Mais désormais, le cercle était refermé, la boucle bouclée et le libre-arbitre reprenait ses droits.
Enfin, je pouvais toujours l’espérer.
La Perturbation n’est qu’une accélération de l’évolution, l’équivalent d’une mutation brutale. Mais au lieu de concerner une espèce, cette mutation frappe l’univers lui-même, comme s’il s’agissait d’un être vivant dont les lois physiques seraient les gènes…
Fouinain ?
Tu patauges, Kerl. Et tu n’en as plus le temps.
C’est toi qui m’as projeté dans les esprits de tous ces gens ?
En un certain sens. Ce que tu appelles ton « décrochage » était une conséquence de la Perturbation. Et comme je suis la Perturbation…
Que dois-je comprendre, fouinain ? Et surtout, que dois-je faire ?
Ce qui s’est produit sur Terre constitue un événement sans précédent. Il n’y a jamais eu de boucle temporelle avant le passage de la seconde vague — et encore moins de la première. C’est la première fois que quelqu’un remonte jusqu’à une époque antérieure à celle où la structure du continuum autorise le voyage dans le temps. Je ne peux l’expliquer. Tu as toi-même trouvé la formulation la plus adéquate : cela a toujours été, cela est.
Tu me donnes l’impression de patauger, toi aussi…
Le petit extraterrestre sourit avec gentillesse à l’intérieur de mon esprit. Où était donc passée sa condescendance ?
Moins que toi. Parce que, vois-tu, ce cercle sans queue ni tête n’aurait été qu’une anecdote dépourvue de gravité s’il n’avait engendré le Gardien.

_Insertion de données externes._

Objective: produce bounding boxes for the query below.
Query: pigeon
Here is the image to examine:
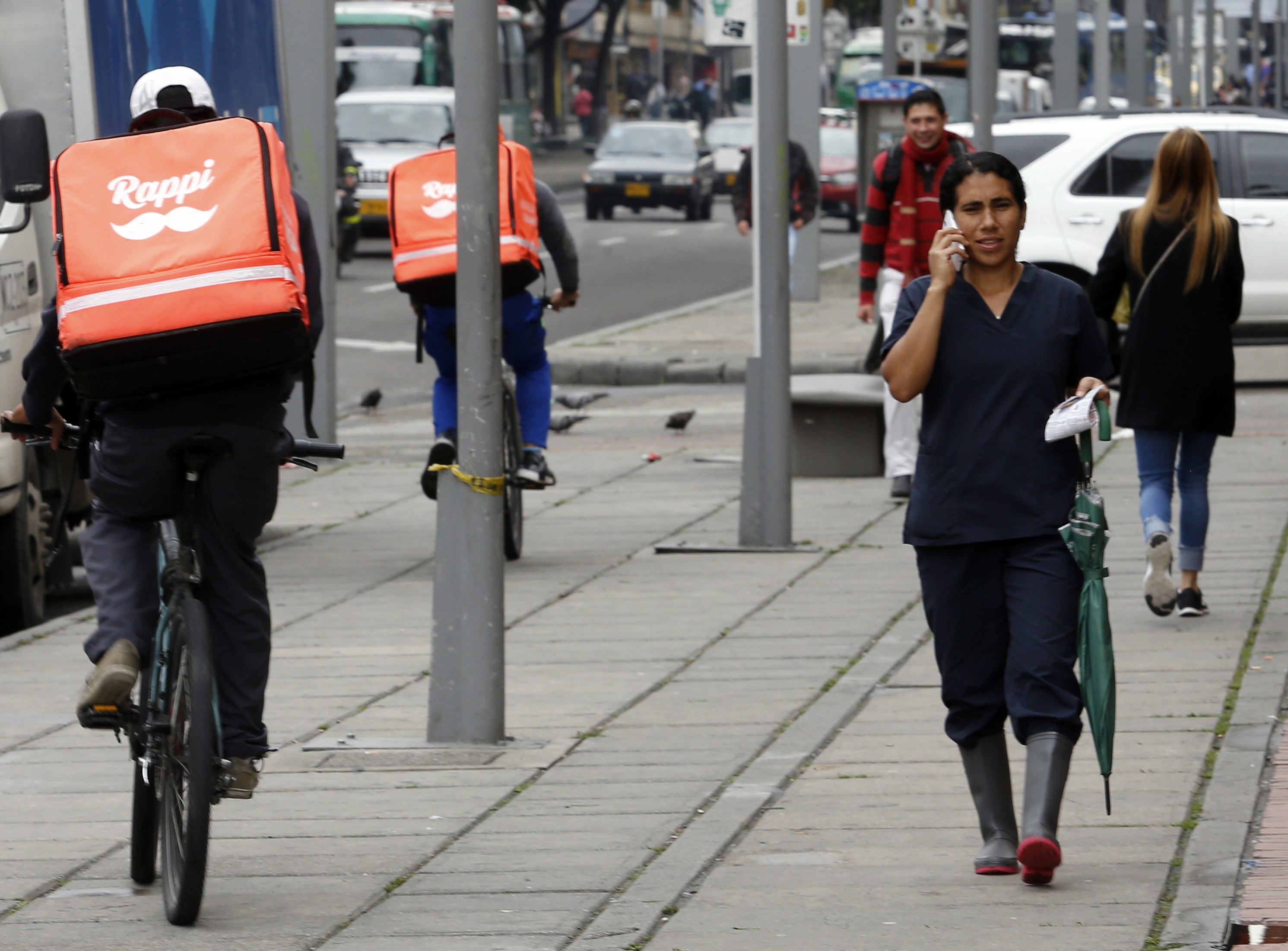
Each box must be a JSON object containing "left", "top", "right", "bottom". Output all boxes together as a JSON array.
[
  {"left": 550, "top": 412, "right": 590, "bottom": 433},
  {"left": 555, "top": 390, "right": 608, "bottom": 410},
  {"left": 666, "top": 410, "right": 697, "bottom": 436}
]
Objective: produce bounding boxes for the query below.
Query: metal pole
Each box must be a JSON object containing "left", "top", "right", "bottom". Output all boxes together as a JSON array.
[
  {"left": 966, "top": 0, "right": 997, "bottom": 152},
  {"left": 429, "top": 3, "right": 505, "bottom": 744},
  {"left": 1172, "top": 0, "right": 1194, "bottom": 106},
  {"left": 1091, "top": 0, "right": 1110, "bottom": 110},
  {"left": 1199, "top": 0, "right": 1216, "bottom": 106},
  {"left": 1051, "top": 0, "right": 1079, "bottom": 110},
  {"left": 1123, "top": 0, "right": 1146, "bottom": 108},
  {"left": 738, "top": 0, "right": 788, "bottom": 548},
  {"left": 787, "top": 0, "right": 823, "bottom": 300},
  {"left": 881, "top": 0, "right": 903, "bottom": 76}
]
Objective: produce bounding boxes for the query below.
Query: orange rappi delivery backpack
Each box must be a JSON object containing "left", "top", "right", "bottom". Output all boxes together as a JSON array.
[
  {"left": 389, "top": 139, "right": 541, "bottom": 307},
  {"left": 53, "top": 117, "right": 312, "bottom": 399}
]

Je comparais tout à l’heure la Perturbation à une mutation — positive, bien entendu. Dans le même ordre d’idées, tu peux considérer que le Gardien est une anomalie génétique. Ou un cancer. Ou n’importe quoi d’autre, du moment que l’image corresponde.
Il est la réaction sous sa forme la plus hideuse. Celle qui torture et qui oppresse, qui castre et qui tue.
Il est l’essence même du Néo-Puritanisme.
— Ça ne va pas ?
Sh’ressch me secouait avec vigueur. Je retins un mouvement de mauvaise humeur. Sans doute avait-il cru que j’étais en train de me laisser subjuguer par le spectacle qui continuait autour de nous dans un chaos total.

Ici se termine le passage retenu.